私たちの恋愛沙汰なんて、この人には関係ない。
『・・・申し訳、』
「それも要らない。全くもって申し訳無くないから。」
再び、下がりかけた姿勢は。
「君が幸せになれば、それで良い。業務以外で、僕が君に望むことがあるならそれくらいだ。」
静かな声色に引き止められる。
突然の意を、理解出来ない。
「座って?立ち話もなんだから。
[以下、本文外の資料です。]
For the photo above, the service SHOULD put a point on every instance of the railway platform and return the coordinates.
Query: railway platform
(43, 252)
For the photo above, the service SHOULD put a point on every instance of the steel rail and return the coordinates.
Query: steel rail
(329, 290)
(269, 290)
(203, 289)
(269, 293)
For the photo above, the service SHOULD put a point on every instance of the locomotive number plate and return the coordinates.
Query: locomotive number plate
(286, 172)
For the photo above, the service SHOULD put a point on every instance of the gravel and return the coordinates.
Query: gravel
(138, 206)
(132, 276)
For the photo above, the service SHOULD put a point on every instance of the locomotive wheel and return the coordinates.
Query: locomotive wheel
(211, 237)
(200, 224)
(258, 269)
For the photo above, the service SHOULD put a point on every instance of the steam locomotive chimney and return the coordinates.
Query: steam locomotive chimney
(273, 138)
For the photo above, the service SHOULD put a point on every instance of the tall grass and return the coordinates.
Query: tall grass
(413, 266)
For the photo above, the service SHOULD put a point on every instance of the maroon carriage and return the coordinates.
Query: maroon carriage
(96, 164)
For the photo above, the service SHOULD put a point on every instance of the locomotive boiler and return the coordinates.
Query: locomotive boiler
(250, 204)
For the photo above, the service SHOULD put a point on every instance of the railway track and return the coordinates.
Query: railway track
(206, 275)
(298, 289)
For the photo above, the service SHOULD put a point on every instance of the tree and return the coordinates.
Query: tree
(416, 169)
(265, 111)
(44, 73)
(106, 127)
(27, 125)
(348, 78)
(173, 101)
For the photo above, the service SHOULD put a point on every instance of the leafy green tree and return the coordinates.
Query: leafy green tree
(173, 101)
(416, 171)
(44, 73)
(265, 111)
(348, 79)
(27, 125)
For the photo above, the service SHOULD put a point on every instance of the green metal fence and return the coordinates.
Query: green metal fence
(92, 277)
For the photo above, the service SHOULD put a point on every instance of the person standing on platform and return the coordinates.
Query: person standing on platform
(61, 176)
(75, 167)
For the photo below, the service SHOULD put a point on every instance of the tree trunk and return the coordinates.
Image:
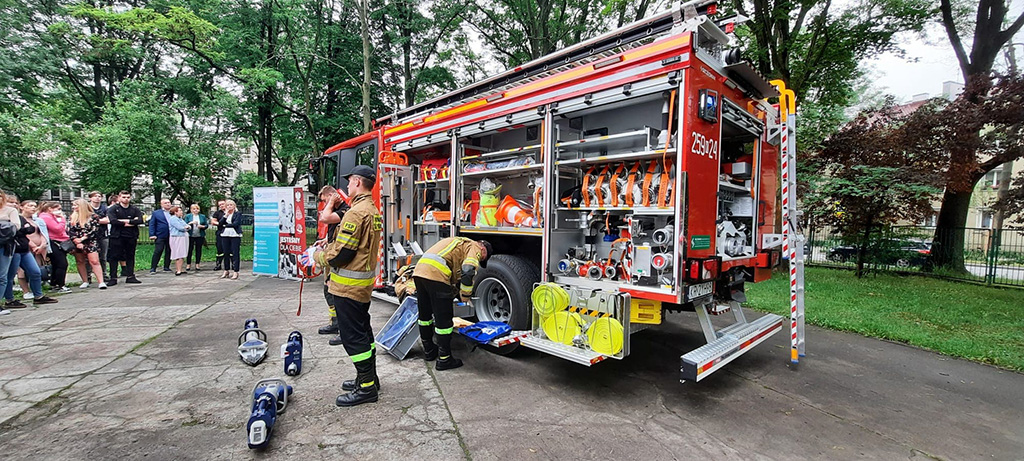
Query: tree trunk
(862, 251)
(947, 244)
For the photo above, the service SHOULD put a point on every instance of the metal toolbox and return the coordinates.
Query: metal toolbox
(399, 333)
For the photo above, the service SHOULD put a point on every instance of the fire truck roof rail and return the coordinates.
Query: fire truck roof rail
(579, 53)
」
促されるまま、小堺課長席に腰を下ろす。
小さな溜め息。
私は、何も言えない。
「僕は、他人に口を出すのも出されるのも好きじゃない。
だから、これが最初で最後のつもりで言わせてもらうけれど。」
強い視線の牧さんと、真っ直ぐに目が合う。
「今回のことに関して言えば、君と清宮の間でだけ起きたことだから。そこに介入出来る人間は誰も居ないんだよ。
介入させるな、と言ってもいい。」
その瞳に。
私ではない、誰かへの非難が浮かんでいることに気付く。
「謝らなくていい、誰にも。
興味本位で噛み付いてくるような輩は、相手にしてはいけない。
君は君のことだけを考えて。毅然としていなさい。」
呆気に、取られた。
何もかもが、正しくて。
何もかもに、愛情が満ちていたから。
「僕の話は、これで終わり。
君は?」
『あのっ、』
つい、引き下がりそうになったけれど。
これだけは伝えねばと、もう一度頭を下げた。